The boats were armed with four 18-inch (450 mm) torpedo tubes in the bow. They did not carry reloads for them.

==Construction==
Narwhals keel was laid down by Fore River Shipbuilding Company, in Quincy, Massachusetts, under a subcontract from Electric Boat Company, of Groton, Connecticut. She was launched on 8 April 1909, sponsored by Mrs. Alice Davison, the wife of Gregory C. Davison, the vice president of Electric Boat, and daughter of Rear Admiral Edwin M. Shepard. Narwhal was commissioned on 23 November 1909.

==Service history==
Narwhal joined the Atlantic Torpedo Fleet, based at Newport, Rhode Island. Narwhal was renamed D-1 on 17 November 1911. She operated on the diving grounds in Cape Cod and Narragansett Bays, Long Island and Block Island Sounds and Chesapeake Bay, and off Norfolk, Virginia; on target ranges proving torpedoes; experimental operations; and cruises along the East Coast.

From 20 January – 11 April 1913, the submarine flotilla cruised to the Caribbean Sea, and from 5 January – 21 April 1914 visited Gulf and Florida ports.

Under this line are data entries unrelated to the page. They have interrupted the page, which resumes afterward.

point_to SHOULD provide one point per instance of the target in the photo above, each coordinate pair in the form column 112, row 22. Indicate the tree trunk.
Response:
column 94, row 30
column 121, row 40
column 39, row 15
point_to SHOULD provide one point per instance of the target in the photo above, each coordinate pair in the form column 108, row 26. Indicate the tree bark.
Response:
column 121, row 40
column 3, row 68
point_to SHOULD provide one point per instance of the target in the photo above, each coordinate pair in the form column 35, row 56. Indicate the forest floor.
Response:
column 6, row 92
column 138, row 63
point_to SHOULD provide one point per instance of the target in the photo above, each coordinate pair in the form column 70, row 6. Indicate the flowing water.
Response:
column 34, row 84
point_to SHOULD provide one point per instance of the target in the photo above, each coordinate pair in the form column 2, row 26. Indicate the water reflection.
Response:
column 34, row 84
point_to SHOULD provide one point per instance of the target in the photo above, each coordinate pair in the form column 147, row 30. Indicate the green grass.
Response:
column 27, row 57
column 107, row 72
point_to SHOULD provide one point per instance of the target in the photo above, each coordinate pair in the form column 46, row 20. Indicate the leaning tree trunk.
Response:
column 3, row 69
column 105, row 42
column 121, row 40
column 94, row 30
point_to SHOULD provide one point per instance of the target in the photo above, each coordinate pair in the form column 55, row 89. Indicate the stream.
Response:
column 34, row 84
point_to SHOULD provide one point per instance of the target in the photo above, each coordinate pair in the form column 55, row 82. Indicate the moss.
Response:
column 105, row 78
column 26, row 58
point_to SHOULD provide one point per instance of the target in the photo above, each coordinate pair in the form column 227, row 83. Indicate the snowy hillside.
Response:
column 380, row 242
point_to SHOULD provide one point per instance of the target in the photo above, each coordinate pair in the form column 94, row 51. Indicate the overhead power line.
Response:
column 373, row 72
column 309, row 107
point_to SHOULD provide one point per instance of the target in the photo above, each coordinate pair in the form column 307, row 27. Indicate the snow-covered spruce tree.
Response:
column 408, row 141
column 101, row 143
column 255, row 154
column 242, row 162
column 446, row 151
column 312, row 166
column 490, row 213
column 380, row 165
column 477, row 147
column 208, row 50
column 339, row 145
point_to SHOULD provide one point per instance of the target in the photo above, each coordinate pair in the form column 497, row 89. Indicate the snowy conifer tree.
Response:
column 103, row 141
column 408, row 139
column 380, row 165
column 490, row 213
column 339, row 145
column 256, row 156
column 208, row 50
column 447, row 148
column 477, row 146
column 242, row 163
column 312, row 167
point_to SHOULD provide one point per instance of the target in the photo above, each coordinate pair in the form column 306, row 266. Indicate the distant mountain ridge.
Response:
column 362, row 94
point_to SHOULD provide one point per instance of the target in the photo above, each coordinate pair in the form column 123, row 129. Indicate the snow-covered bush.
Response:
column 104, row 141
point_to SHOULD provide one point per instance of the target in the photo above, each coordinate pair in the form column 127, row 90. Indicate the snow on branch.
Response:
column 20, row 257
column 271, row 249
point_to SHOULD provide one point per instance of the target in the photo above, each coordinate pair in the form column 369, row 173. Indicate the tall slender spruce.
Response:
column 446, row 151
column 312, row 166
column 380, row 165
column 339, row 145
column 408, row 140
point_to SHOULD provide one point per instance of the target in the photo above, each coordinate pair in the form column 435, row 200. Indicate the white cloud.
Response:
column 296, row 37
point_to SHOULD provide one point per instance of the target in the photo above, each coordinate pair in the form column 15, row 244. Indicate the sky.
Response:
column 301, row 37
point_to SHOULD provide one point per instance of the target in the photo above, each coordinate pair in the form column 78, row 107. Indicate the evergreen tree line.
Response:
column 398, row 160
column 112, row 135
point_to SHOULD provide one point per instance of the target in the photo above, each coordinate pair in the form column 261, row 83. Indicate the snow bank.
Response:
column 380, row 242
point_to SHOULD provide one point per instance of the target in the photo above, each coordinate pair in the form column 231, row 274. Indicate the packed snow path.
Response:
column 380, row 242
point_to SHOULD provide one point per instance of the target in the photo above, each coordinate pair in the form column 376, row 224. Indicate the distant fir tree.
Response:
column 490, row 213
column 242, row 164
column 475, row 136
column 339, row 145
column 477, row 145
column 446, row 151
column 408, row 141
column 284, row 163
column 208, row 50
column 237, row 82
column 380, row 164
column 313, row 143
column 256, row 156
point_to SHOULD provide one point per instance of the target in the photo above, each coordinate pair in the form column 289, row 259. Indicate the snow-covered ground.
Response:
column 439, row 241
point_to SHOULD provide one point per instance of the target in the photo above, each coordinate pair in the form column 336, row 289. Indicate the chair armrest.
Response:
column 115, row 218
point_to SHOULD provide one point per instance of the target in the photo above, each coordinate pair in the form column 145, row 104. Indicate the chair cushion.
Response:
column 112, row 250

During World War I, D-1 trained crews and classes of officers and served in experiments in the Third Naval District. After overhaul, D-1 was placed in commission in reserve on 9 September 1919, continuing her work of training new submariners along with experimental and development work.

==Fate==
On 15 July 1921, she was placed in commission, in ordinary. She was towed to Philadelphia Navy Yard, arriving on 30 January 1922. Decommissioned on 8 February, her hulk was sold on 5 June 1922.

==Whale encounter==
The New York World quoted Lt. Chester Nimitz, in command of Narwhal in August 1911, with regards to an encounter with whales that the submarine had. This encounter is not referenced anywhere else and may be journalistic hyperbole.